The Food and Drug Administration (FDA) has approved Cosentyx® (secukinumab; Novartis) for the treatment of adults with active nonradiographic axial spondyloarthritis (nr-axSpA) with objective signs of inflammation.
The approval was based on data from the phase 3 PREVENT study that evaluated the efficacy and safety of secukinumab in 555 adults with active nr-axSpA who were biologic treatment naïve or had an inadequate response to an anti-tumor necrosis factor-α therapy (anti-TNFs). Patients were randomized to receive either secukinumab 150mg subcutaneously (SC) monthly with a loading dosage (secukinumab 150mg weekly for 4 weeks), secukinumab 150mg SC monthly with no loading dosage, or placebo.
Results showed that secukinumab met the primary end point achieving a statistically significant improvements in the Assessment of Spondyloarthritis International Society (ASAS40) response at week 52 in biologic treatment naïve patients, defined as a measure of improvement of ≥40% and ≥2 units on a scale of 10 in at least 3 of the 4 ASAS main domains and no worsening at all in the remaining domain.

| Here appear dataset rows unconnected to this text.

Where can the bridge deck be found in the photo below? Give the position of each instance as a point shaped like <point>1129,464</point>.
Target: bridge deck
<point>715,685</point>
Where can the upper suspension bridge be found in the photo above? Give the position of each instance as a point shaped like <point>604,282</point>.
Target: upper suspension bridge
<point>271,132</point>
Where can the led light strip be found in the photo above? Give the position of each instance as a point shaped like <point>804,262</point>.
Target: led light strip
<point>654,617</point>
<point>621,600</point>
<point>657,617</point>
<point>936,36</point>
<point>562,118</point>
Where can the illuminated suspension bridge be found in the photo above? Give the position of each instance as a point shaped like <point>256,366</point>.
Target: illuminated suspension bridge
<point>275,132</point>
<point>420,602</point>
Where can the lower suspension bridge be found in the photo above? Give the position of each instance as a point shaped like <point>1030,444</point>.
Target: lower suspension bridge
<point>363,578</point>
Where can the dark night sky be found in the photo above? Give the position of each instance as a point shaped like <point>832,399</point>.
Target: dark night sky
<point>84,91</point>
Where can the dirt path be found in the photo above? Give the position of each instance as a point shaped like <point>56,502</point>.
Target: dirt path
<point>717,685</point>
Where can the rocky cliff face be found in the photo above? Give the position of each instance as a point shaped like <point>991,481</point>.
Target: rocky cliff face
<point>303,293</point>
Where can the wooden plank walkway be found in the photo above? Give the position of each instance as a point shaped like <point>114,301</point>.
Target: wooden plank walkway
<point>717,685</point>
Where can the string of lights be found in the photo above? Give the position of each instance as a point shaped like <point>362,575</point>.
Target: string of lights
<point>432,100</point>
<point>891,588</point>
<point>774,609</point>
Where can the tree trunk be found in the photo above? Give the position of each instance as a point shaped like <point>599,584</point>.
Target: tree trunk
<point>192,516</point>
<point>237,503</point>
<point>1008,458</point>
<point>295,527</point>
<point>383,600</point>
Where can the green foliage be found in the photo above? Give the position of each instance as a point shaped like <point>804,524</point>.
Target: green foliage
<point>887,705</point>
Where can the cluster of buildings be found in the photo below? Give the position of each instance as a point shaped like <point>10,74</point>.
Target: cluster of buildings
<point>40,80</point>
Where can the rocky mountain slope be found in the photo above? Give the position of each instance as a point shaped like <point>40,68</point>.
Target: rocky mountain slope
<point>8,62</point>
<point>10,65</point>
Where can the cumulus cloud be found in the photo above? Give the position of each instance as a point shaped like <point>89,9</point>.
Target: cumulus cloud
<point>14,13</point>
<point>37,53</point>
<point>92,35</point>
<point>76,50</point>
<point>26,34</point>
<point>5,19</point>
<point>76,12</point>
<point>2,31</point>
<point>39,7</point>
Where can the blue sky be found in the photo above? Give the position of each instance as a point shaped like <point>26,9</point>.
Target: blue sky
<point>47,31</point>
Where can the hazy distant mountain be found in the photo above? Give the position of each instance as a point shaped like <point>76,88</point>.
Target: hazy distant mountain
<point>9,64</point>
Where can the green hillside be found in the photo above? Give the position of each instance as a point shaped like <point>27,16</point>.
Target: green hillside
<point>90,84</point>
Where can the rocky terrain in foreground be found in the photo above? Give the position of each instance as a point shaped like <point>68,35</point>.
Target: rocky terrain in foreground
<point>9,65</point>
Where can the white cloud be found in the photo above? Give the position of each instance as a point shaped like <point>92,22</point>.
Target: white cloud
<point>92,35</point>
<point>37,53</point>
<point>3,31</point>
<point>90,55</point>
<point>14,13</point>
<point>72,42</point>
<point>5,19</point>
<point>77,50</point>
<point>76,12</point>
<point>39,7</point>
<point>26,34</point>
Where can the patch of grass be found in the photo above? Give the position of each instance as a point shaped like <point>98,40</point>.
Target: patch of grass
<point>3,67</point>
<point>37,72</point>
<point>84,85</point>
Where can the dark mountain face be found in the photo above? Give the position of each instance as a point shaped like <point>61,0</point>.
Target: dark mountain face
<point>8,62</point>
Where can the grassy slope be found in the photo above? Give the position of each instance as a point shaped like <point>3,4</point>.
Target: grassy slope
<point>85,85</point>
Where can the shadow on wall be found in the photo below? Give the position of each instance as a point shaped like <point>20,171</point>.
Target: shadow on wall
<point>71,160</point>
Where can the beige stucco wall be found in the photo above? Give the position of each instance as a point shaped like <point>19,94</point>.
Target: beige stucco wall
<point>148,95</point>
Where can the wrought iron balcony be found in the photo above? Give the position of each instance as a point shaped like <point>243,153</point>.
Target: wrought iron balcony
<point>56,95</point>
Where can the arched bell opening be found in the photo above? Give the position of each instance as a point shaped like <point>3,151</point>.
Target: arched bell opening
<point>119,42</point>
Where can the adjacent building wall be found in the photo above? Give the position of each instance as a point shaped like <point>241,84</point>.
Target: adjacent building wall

At week 16, clinical response was observed in 40% (74/185) and 41% (75/184) of secukinumab-treated patients with or without the loading dosage, respectively, compared with 28% (52/186) of patients who received placebo. At week 52, clinical response was observed in 34% and 38% of secukinumab-treated patients and 19% of placebo-treated patients.
Additionally, both secukinumab treatment arms (with and without loading dosage) met the key secondary end points achieving improvement compared with placebo at week 16 in health-related quality of life as assessed by the Ankylosing Spondylitis Quality of Life (ASQoL) questionnaire (-3.5 and -3.6 vs -1.8, respectively). At week 16, secukinumab-treated patients also experienced greater improvements as measured by the hs-CRP (high sensitivity C-reactive protein over time), BASDAI (Bath Ankylosing Spondylitis Disease Activity Index), and BASMI (Bath Ankylosing Spondylitis Metrology Index).
The safety profile of secukinumab was found to be consistent with that seen in previous trials. The most common adverse reactions associated with treatment included nasopharyngitis, diarrhea, and upper respiratory tract infection.
Cosentyx, an interleukin-17A antagonist, is also indicated for the treatment of adults with active psoriatic arthritis, ankylosing spondylitis, and moderate to severe plaque psoriasis.